A fidelidade se explica. A riqueza melódica e harmônica do gênero é associada a composições de qualidade que finalmente estão se desnudando mundo afora. Pena que no Brasil o público ainda não foi fisgado com a intensidade necessária. Para preservar a música que flui em seus neurônios, Altamiro também compartilha conhecimentos. É por isso que ele chega hoje a Londrina para ministrar um workshop dentro da Oficina de Choro do 19º Festival de Música da cidade.
Das melodias tocadas na infância à atualidade, Altamiro Carrilho vive uma carreira ascendente que inclui uma estréia como calouro no programa de Ari Barroso, na década de 40, gravações com Moreira da Silva e uma série de conjuntos famosos, inclusive o regional do Garoto, onde substituiu Benedito Lacerda.
Carrilho tocou ao lado de Silvio Caldas, Vicente Celestino e Orlando Silva, até decolar na década de 60 para a carreira internacional. Seu virtuosismo é uma síntese de embocadura perfeita e velocidade de execução, associado a uma facilidade fora do comum para o improviso.
Não é à toa que, após 70 discos lançados, o instrumentista foi gravado por Paula Robson, a primeira flautista da Orquestra Sinfônica de Nova York. Suas composições fazem parte do repertório dos nove grupos de choro que existem nos Estados Unidos, de mais cinco no Japão e pelo menos de um em Paris, onde também teve uma composição gravada. Em 1997 recebeu o Prêmio Sharp com o CD Flauta Maravilhosa.
Comecei a estudar mesmo com 11 anos, as pessoas ficavam alucinadas quando eu tocava, e isso chamou a atenção dos meus pais para que eu fosse aproveitado, comenta, em entrevista à Folha2. Atualmente, Carrilho demonstra interesse em ensinar sua técnica, e até lançou um CD intitulado Chorinhos Didáticos, com play-back e partitura em anexo.

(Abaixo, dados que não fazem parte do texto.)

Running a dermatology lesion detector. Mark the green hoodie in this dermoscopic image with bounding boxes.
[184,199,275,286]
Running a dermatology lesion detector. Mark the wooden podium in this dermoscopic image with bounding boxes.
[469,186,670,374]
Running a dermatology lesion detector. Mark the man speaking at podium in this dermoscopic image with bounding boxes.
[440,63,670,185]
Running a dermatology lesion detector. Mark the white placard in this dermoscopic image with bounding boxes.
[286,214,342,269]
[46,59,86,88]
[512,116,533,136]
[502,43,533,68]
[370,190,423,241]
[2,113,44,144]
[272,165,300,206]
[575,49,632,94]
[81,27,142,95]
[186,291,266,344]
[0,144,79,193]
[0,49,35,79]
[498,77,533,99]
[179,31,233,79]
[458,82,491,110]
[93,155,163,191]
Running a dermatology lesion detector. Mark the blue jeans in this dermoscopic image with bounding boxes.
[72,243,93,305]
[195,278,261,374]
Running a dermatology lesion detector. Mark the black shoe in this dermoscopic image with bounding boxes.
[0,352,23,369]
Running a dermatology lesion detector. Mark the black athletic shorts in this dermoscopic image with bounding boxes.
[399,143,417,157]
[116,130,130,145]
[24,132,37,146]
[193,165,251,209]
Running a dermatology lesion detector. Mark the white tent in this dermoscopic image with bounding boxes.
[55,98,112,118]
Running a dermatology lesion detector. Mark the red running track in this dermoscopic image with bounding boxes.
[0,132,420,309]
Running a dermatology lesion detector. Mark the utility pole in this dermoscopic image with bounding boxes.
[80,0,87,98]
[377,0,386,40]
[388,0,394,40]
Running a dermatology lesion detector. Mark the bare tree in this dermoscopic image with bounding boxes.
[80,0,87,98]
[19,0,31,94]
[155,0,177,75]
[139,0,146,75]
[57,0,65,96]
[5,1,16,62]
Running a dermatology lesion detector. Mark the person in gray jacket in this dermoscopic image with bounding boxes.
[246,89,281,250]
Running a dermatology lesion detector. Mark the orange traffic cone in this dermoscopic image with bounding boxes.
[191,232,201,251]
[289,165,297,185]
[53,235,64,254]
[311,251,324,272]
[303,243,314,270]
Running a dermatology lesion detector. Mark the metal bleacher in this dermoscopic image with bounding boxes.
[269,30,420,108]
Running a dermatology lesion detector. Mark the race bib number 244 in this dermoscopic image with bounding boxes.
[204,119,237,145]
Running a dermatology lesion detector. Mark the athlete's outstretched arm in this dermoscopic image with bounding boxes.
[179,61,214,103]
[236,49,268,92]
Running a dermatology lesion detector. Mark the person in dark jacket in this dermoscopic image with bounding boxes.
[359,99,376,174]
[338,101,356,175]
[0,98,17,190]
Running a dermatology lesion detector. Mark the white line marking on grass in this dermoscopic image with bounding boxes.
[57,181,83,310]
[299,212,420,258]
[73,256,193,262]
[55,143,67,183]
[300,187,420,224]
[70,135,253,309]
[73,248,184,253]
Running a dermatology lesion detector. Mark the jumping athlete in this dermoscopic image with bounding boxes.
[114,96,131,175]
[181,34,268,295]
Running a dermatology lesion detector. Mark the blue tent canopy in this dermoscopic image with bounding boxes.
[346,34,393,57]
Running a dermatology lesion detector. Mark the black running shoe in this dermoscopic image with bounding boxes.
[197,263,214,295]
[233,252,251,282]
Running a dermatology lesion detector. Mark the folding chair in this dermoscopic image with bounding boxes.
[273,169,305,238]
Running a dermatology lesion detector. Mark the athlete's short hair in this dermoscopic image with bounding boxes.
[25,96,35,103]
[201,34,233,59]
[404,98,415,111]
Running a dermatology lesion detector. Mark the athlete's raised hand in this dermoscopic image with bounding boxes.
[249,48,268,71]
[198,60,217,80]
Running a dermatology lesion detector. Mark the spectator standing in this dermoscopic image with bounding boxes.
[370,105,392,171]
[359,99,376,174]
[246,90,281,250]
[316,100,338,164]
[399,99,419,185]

Eu acho que o choro sempre foi a música mais importante do Brasil desde o século passado, quando não existiam os meios de comunicação que existem hoje, assegura. Sua preocupação com a música brasileira lhe valeu até uma comenda especial concedida por Fernando Henrique Cardoso.
Altamiro Carrilho parece agora receber os retornos da causa que abraçou. Ao mesmo tempo em que seu nome começa a ser lembrado no exterior, ele acompanha com satisfação a desenvoltura que o choro ganhou nos dias de hoje. De uns 15 anos para cá o povo começou a notar que existe algo mais do que o forró e o pagode. Mas a mídia não dá espaço, não deixa os próprios brasileiros descobrirem o choro, salienta.
O compositor mostra indignação quando o assunto é música comercial: Estão fazendo mil besteiras, mas não tocam música. Falta um pouco de abertura, o choro tem tudo para ser a música brasileira mais tocada no exterior, é rico em harmonia e não sofre com a barreira do idioma.
Além de participar da Oficina de Choro do Festival, Altamiro Carrilho faz uma participação especial hoje, às 20h30, no Cine-Teatro Ouro Verde, na Oficina de Choro.